Westland Milk Products has signed an agreement to sell the co-operative to China’s Yili for NZD 588 million ($403 million).
The proposed deal will see the New Zealand dairy company be bought by Hongkong Jingang Trade Holding, a wholly owned subsidiary of Yili.
Westland Milk Products said it had carried out a process to explore ownership options following the company’s inability to deliver competitive milk pay-out in recent years.
The board engaged with more than 25 parties to seek indications of interest in a cornerstone investment in Westland or a full acquisition or merger.

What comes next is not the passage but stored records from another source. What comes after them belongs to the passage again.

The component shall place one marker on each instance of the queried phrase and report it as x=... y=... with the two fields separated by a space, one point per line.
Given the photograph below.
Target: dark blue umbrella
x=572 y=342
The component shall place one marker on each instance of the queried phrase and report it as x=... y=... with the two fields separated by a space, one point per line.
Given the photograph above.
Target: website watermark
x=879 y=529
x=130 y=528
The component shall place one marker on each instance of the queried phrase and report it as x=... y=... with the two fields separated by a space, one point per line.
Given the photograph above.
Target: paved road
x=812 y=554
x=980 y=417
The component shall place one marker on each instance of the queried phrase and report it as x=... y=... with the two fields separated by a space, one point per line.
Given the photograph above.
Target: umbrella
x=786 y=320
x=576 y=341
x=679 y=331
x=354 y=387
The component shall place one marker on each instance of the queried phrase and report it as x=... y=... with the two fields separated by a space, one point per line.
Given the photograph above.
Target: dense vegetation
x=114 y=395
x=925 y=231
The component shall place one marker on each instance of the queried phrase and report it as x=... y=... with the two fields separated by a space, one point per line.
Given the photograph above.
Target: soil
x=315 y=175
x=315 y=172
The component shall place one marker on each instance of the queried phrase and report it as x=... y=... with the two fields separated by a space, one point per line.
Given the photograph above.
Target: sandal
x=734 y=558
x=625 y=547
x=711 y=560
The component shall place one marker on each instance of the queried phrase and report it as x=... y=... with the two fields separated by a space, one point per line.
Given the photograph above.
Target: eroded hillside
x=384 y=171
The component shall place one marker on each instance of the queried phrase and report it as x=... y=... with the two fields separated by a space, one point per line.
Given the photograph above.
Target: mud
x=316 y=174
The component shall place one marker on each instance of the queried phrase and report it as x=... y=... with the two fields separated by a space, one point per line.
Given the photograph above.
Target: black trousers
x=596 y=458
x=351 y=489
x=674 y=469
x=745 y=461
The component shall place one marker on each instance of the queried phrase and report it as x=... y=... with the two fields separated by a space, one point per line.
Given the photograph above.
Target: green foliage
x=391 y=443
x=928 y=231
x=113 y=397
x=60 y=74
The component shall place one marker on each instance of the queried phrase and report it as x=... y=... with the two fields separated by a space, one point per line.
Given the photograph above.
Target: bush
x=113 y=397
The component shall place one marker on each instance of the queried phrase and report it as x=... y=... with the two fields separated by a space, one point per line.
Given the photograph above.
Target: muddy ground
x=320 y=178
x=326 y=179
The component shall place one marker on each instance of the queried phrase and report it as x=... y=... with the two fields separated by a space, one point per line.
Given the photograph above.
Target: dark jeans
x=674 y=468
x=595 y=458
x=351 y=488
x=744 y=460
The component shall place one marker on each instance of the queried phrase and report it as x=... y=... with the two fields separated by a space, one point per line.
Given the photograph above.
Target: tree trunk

Westland Milk Products chairman Pete Morrison said: “The board believes that the proposed transaction represents the best available outcome for our shareholders, and has the unanimous support of the board.
“The acquisition price represents an attractive price to the Westland shares’ nominal value. Westland will seek shareholder approval for the proposed transaction at a special shareholder meeting, which is expected to be held in early July 2019.”
“Under the proposed transaction, our shareholder farmers who are existing suppliers upon the implementation of the scheme will receive the benefit of Westland’s (under the new ownership) commitment (which is guaranteed by Jingang) to collect milk and pay a competitive payout of a minimum of the Fonterra farm gate milk price for ten seasons from the season commencing 1 August 2019.”
Yili has been in New Zealand since 2013 when it acquired Oceania, the South Canterbury-based dairy company. During that time it has invested approximately NZD 650 million ($445 million) in establishing milk powder, infant formula and UHT production lines for Oceania.
Last November, Westland revealed plans to build a NZD 22 million ($15.1 million) plant at its facility in Hokitika, South Island, allowing it to process multiple types of milk into high-value products.
In 2018, New Zealand dairy company Southern Pastures formed a joint venture in the country with Westland Milk Products.